Obviously, Shoat had foraged through the destroyed fortress and found a few essentials: the rifle, some MREs. Ike was mystified. The man had his ticket home; why pursue the depths?
'You should have taken a raft or just started walking,' Ike said. 'You could have been partway out of here.'
'I would have, but someone took my most vital asset.' He lifted the leather pouch that hung from his neck like an amulet. Everyone knew it held his homing device. 'It guarantees my exit. I didn't even know it was gone until I needed it. When I opened the pouch, there was only this.' He unlaced the top and shook out a flat jade plate.
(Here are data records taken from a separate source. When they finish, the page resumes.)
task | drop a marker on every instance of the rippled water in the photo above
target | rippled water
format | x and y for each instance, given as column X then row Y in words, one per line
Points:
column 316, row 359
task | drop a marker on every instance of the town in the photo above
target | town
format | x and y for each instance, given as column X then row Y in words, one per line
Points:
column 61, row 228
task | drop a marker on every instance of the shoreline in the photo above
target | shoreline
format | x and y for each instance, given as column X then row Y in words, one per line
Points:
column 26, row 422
Sure enough, Ike saw, someone had stolen his device and replaced it with a piece of antique hadal armor. 'Now you want me to guide you out,' he guessed.
'I don't think that would work very well, Ike. How far could we get before Haddie found us? Or you did me in.'
'What do you want then?'
'My box. That would be nice.'
'Even if we found it, what's that do for you now?' With or without his homing device, the hadals could still find the man. And Ike could, too.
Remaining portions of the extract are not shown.